Find answers, ask questions, and share your expertise

Zookeeper keeps refusing to connect

avatar
Expert Contributor

We have a cluster with 3 zookeepers running on say servers: s1, s2, and s3. Zookeeper on s3 keeps refusing to connect but not right away after I start it. It will take about 3-4 hours, then it will say the error: Connection failed: [Errno 111] Connection refused to s3.foo.com:2181 in Ambari.

In the zookeeper log, I found this copy pasted below. I have changed the amount of space on the s3 device and there is plenty left. Any ideas?

2017-09-18 19:48:16,333 - WARN[SyncThread:3:FileTxnLog@334] - fsync-ing the write ahead log in SyncThread:3 took 1308ms which will adversely effect operation latency. See the ZooKeeper troubleshooting guide

2017-09-18 19:48:18,731 - WARN[SyncThread:3:FileTxnLog@334] - fsync-ing the write ahead log in SyncThread:3 took 1467ms which will adversely effect operation latency. See the ZooKeeper troubleshooting guide

2017-09-18 19:48:20,164 - WARN[SyncThread:3:FileTxnLog@334] - fsync-ing the write ahead log in SyncThread:3 took 1431ms which will adversely effect operation latency. See the ZooKeeper troubleshooting guide

2017-09-18 19:48:21,524 - WARN[SyncThread:3:FileTxnLog@334] - fsync-ing the write ahead log in SyncThread:3 took 1359ms which will adversely effect operation latency. See the ZooKeeper troubleshooting guide

2017-09-18 19:48:23,696 - WARN[SyncThread:3:FileTxnLog@334] - fsync-ing the write ahead log in SyncThread:3 took 2170ms which will adversely effect operation latency. See the ZooKeeper troubleshooting guide

2017-09-18 19:48:25,416 - WARN[SyncThread:3:FileTxnLog@334] - fsync-ing the write ahead log in SyncThread:3 took 1576ms which will adversely effect operation latency. See the ZooKeeper troubleshooting guide

2017-09-18 19:48:28,116 - WARN[SyncThread:3:FileTxnLog@334] - fsync-ing the write ahead log in SyncThread:3 took 2699ms which will adversely effect operation latency. See the ZooKeeper troubleshooting guide

2017-09-18 19:48:30,369 - WARN[SyncThread:3:FileTxnLog@334] - fsync-ing the write ahead log in SyncThread:3 took 2249ms which will adversely effect operation latency. See the ZooKeeper troubleshooting guide

2017-09-18 19:48:31,564 - WARN[SyncThread:3:FileTxnLog@334] - fsync-ing the write ahead log in SyncThread:3 took 1195ms which will adversely effect operation latency. See the ZooKeeper troubleshooting guide

2017-09-18 19:48:33,884 - WARN[SyncThread:3:FileTxnLog@334] - fsync-ing the write ahead log in SyncThread:3 took 1533ms which will adversely effect operation latency. See the ZooKeeper troubleshooting guide

2017-09-18 19:48:39,154 - WARN[SyncThread:3:FileTxnLog@334] - fsync-ing the write ahead log in SyncThread:3 took 1516ms which will adversely effect operation latency. See the ZooKeeper troubleshooting guide

2017-09-18 19:48:41,043 - ERROR [SyncThread:3:SyncRequestProcessor@183] - Severe unrecoverable error, exiting

java.io.IOException: No space left on device

at java.io.FileOutputStream.writeBytes(Native Method)

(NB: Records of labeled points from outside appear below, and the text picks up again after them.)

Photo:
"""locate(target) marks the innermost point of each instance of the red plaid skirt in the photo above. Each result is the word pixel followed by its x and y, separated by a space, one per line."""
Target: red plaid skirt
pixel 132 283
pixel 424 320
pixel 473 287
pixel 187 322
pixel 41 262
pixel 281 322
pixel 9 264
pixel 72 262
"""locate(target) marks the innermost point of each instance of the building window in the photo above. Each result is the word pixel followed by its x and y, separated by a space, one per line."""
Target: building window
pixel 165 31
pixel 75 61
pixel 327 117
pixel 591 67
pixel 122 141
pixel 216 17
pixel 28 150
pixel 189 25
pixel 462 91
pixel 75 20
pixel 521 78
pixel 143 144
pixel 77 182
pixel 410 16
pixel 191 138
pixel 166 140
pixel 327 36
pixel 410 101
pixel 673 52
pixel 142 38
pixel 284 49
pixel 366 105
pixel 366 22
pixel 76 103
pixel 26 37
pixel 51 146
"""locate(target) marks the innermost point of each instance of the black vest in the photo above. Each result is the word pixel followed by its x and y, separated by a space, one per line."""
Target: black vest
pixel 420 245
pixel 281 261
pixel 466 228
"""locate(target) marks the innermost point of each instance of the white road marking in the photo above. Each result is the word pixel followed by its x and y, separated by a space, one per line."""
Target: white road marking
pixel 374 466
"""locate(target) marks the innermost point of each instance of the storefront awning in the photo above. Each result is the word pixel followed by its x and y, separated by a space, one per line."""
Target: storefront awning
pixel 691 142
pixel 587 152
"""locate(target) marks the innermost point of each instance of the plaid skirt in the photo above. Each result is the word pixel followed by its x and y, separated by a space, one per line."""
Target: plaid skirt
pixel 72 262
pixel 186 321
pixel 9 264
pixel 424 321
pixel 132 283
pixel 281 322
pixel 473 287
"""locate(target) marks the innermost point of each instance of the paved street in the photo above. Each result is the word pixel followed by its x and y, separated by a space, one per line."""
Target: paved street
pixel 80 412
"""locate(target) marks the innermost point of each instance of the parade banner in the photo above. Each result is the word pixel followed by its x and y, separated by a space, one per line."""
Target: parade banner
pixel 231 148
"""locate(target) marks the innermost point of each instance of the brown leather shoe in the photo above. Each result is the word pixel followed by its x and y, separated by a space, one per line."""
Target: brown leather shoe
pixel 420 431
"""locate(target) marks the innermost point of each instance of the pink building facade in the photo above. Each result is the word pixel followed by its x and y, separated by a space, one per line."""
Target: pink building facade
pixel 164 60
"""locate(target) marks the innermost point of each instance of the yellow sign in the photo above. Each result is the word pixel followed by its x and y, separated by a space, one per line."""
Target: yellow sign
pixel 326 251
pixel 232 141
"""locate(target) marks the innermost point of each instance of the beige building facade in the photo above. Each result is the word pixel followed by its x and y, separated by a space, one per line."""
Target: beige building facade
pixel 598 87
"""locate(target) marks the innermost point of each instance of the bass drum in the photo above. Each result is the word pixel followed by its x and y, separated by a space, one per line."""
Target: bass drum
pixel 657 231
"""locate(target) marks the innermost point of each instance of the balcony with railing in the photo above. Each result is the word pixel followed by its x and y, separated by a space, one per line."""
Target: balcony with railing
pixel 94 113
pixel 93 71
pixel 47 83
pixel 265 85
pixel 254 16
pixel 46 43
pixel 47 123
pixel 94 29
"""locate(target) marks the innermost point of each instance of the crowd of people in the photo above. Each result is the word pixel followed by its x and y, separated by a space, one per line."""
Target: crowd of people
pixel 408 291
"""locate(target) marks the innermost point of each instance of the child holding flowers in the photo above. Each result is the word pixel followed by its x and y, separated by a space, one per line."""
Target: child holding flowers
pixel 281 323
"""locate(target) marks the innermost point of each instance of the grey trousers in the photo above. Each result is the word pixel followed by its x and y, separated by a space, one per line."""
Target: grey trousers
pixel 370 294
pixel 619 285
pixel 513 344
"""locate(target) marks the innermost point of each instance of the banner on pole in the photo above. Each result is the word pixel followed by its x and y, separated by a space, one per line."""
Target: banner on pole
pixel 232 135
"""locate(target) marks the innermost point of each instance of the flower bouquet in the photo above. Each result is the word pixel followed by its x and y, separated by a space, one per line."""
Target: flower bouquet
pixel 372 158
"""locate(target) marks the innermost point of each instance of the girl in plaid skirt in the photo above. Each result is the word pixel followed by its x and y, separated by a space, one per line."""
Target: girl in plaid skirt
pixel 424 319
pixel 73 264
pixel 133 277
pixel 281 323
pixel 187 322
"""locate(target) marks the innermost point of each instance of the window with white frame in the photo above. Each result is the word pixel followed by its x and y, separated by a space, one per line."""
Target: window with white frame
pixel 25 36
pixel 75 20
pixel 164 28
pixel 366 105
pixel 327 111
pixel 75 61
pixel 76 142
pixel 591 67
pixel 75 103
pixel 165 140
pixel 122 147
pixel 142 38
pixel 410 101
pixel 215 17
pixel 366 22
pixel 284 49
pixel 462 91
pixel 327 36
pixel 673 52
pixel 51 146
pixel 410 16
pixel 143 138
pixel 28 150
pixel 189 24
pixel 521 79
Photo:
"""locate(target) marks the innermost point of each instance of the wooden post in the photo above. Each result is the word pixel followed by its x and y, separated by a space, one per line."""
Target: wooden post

at java.io.FileOutputStream.write(FileOutputStream.java:326)

at java.io.BufferedOutputStream.flushBuffer(BufferedOutputStream.java:82)

at java.io.BufferedOutputStream.flush(BufferedOutputStream.java:140)

at org.apache.zookeeper.server.persistence.FileTxnLog.commit(FileTxnLog.java:322)

at org.apache.zookeeper.server.persistence.FileTxnSnapLog.commit(FileTxnSnapLog.java:322)

at org.apache.zookeeper.server.ZKDatabase.commit(ZKDatabase.java:491)

at org.apache.zookeeper.server.SyncRequestProcessor.flush(SyncRequestProcessor.java:196)

at org.apache.zookeeper.server.SyncRequestProcessor.run(SyncRequestProcessor.java:131)

1 REPLY 1

avatar
Expert Contributor

Update: I had 4 flows running at the same time using these Zookeeper instances. When I reduced them from 4 to 2, Zookeeper no longer crashes.